Figure 13 - Structure de la pellicule d'altération, d’après le modèle développé par les équipes du CEA (les épaisseurs des différentes couches sont purement illustratives)

1.2.3.1 L’interface réactive passivante (IRP)

La zone de cette pellicule d’altération qui freine le transport des espèces réactives est appelée Interface Réactive Passivante (IRP) mais sa nature et sa localisation précise font encore débat actuellement. Il pourrait s’agir d’une couche formée par recondensation des espèces hydrolysées mais de faible porosité [Cailleteau et al. 2008, Hellmann et al. 2015] ou d’un squelette du verre situé dans la zone de verre hydraté [Gin et al. 2013b]. Cette dernière hypothèse est appuyée par les récentes avancées de S. Gin [Gin et al. 2015a].

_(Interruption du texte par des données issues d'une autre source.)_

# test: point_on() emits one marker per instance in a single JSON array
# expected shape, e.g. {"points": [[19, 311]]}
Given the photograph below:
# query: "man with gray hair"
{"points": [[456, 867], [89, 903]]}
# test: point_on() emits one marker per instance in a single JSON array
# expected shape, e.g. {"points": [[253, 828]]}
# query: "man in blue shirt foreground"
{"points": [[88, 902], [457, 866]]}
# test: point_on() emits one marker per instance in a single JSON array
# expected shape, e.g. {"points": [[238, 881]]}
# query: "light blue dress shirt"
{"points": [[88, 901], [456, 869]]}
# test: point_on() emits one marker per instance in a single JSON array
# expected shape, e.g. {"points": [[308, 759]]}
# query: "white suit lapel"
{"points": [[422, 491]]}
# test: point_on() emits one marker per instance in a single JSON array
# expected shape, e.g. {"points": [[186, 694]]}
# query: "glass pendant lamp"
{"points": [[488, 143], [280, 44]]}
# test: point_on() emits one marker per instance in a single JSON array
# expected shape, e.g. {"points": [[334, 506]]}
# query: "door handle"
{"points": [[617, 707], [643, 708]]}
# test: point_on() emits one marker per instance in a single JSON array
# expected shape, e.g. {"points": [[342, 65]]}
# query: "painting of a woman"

1.2.3.2 Les terres rares dans la pellicule d’altération

E. Molières a étudié spécifiquement le rôle des terres rares au cours de l’altération du verre, leur influence sur les cinétiques et leur place au sein de la pellicule d’altération [Molieres 2012]. Ses expériences ont montré que les terres rares sont très fortement retenues dans la pellicule d’altération (facteur de rétention1 entre 0,98 et 1). Elles sont hydrolysées mais très peu mobiles donc elles sont recondensées au sein de la pellicule d’altération. Plusieurs processus sont proposés : co-précipitation avec le silicium formant un silicate de terre rare, chimisorption au sein du réseau silicaté (répartition homogène) ou nano-précipitation sous forme d’oxy-hydroxydes de terres rares. Les terres rares sont réparties de façon homogène à l’échelle du micromètre dans le réseau silicaté de la pellicule d’altération. L’environnement des terres rares est donc modifié au cours de l’altération par l’eau. Le nombre de sites pour l’europium peut diminuer [Ollier et al. 2001] ou augmenter [Molieres 2012] selon la composition du verre initial. De plus, les sites sont dans un environnement plus symétrique dans la couche d’altération que dans le verre initial [Ollier et al. 2003].